Corporations receive 76% of all loans extended in the Philippines. In contrast, small and medium enterprises or SMEs continue to face binding credit constraints.

This is a problem for a country with over 15 million informal entrepreneurs and self-employed workers– a massive pool of would-be borrowers who have little access to traditional finance.

Retail lending also remains focused on a narrow band of wealthy households, McKinsey noted.

“This unbalanced distribution of existing loans—combined with a rapidly growing adult population, continuous broad-based gains in household income, ongoing regulatory efforts to promote financial inclusion, and the introduction of new digital technologies—makes retail lending especially prone to disruption and accelerated growth,” the report said.

Domestic banks have also traditionally ignored remittances, which mobile payment players such as GCash and Maya are now explicitly targeting. It’s easy to see why these e-wallets have set their sights on this: each year, on average, about $30.5b in remittances–or 10% of the country’s GDP– flows into the Philippines through wire-transfer services and traditional interbank networks.

Despite this massive market, traditional banks have not systematically incorporated remittance income into their lending decisions, McKinsey noted.

“Remittances play an especially vital economic role in rural areas, where households are least likely to have access to bank accounts, credit histories, and collateral. Domestic payment services such as GCash and Maya are explicitly targeting remittance transactions, disrupting the established model of brick-and-mortar service providers,” the analysts wrote.

As a result of underinvesting on digital and suboptimal servicing to the growing middle class sector, banks are now facing challenges in this space. 

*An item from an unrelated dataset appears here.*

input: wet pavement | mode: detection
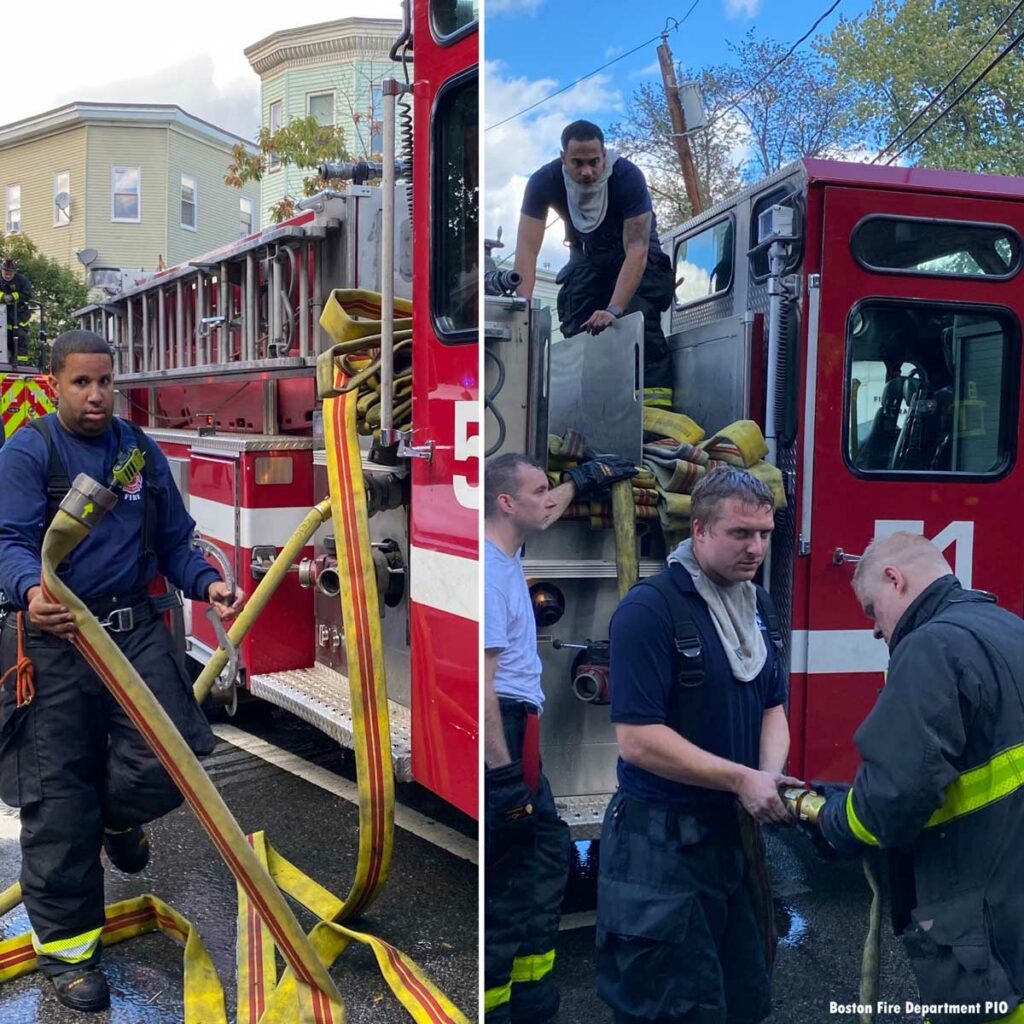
[555,829,922,1024]
[0,710,478,1024]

On the upside, mounting pressure from fintech firms is spurring innovation amongst the traditional banking sector. As an example, BPI– one of the country’s largest banks– launched the Vybe e-wallet on its mobile app. It offers many of the same services as GCash and Maya. UnionBank has also begun offering fully digital financial services to underbank consumers via its digital proposition.

Traditional banks also still have time to turn things around, as dominant players in the digital space have yet to emerge outside the mobile-payments subsector.

Of the six virtual banks that have recently launched operations in the Philippines, none are currently lending at scale.

On the other hand, fintech giants such as GCash and Maya are inching into the lending, investment, insurance, and marketplace services. Maya has obtained a dedicated digital banking license; whilst GCash now offers consumer finance loans both from itself and third parties.

“Though their customer bases together encompass more than half the Philippine population, these digital pure plays are capturing only a small fraction of the market for digital financial services. To reach their potential, fintechs and digital banks must address their own unique challenges, including transforming operations and improving profitability to sustain growth momentum,” McKinsey analysts wrote.